RandomizedSearchCV - Best alpha: 9.798181818181817
RandomizedSearchCV - Test MSE: 0.17
RandomizedSearchCV - Time elapsed: 27.95 seconds


### 3) Train your model
Select the model with best hyperparameters and generate predictions on your test set. Evaluate your models accuracy, precision, recall, and sensitivity.  

In [15]:
# Randomly search for the best hyperparameters on a logistic regression model
param_dist = {
    'penalty': ['l1', 'l2'],
    'C': np.linspace(0.01, 1, 100),
    'solver': ['saga'], 
    'max_iter': [10000]
}

model = RandomizedSearchCV(LogisticRegression(), param_distributions=param_dist, cv=5, scoring='accuracy', random_state=42)
model.fit(X_train, y_train)

# Best model from random search
best_params_random = model.best_params_
best_score_random = model.best_score_

print(f"RandomizedSearchCV - Best Params: {best_params_random}")
print(f"RandomizedSearchCV - Cross-Val Accuracy: {best_score_random:.2f}")
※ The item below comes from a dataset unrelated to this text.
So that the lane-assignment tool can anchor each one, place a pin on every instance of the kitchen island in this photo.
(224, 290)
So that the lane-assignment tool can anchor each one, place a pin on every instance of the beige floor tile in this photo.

RandomizedSearchCV - Best Params: {'solver': 'saga', 'penalty': 'l2', 'max_iter': 10000, 'C': np.float64(0.48000000000000004)}
RandomizedSearchCV - Cross-Val Accuracy: 0.90


In [16]:
# Use the best model found from RandomizedSearchCV to predict on unseen test data

# extract the best estimator
best_log = model.best_estimator_

# predict on testing data
log_predictions = best_log.predict(X_test)

# evaluate its accuracy
test_score = accuracy_score(log_predictions, y_test)

print(f"RandomizedSearchCV - Coefficients: {best_log.coef_}")
print(f"RandomizedSearchCV - Test Accuracy: {test_score:.2f}")

RandomizedSearchCV - Coefficients: [[-5.88886710e-06  1.93285136e-05 -3.49054039e-05  6.25244605e-06
  -7.26058342e-06 -4.17485393e-11  6.40006883e-10 -1.03933209e-11
  -1.05339038e-09  2.24334517e-10]]
RandomizedSearchCV - Test Accuracy: 0.90


In [17]:
# Import for metrics
from sklearn.metrics import confusion_matrix, precision_score, recall_score, f1_score

y_pred = model.predict(X_test)

# generate a confusion matrix
cm = confusion_matrix(y_test, y_pred)
print("Confusion Matrix:\n", cm)
# calculate all measures of accuracy
accuracy = accuracy_score(y_test, y_pred)
precision = precision_score(y_test, y_pred)
recall = recall_score(y_test, y_pred)
f1 = f1_score(y_test, y_pred)

# calculate specificity by hand
tn, fp, fn, tp = cm.ravel()
specificity = tn / (tn + fp)

print(f"Accuracy: {accuracy:.2f}")
print(f"Precision: {precision:.2f}")
print(f"Recall (Sensitivity): {recall:.2f}")
print(f"Specificity: {specificity:.2f}")
print(f"F1 Score: {f1:.2f}")

Confusion Matrix:
 [[1491   88]
 [ 219 1398]]
Accuracy: 0.90
Precision: 0.94
Recall (Sensitivity): 0.86
Specificity: 0.94
F1 Score: 0.90


## Second Model

Create a second machine learning object and rerun steps (2) & (3) on this model. Compare accuracy metrics between these two models. Which handles the class imbalance more effectively?

Create as many code-blocks as needed.

### (Bonus/Optional) Third Model

Create a third machine learning model and rerun steps (2) & (3) on this model. Which model has the best predictive capabilities? 

Create as many code-blocks as needed.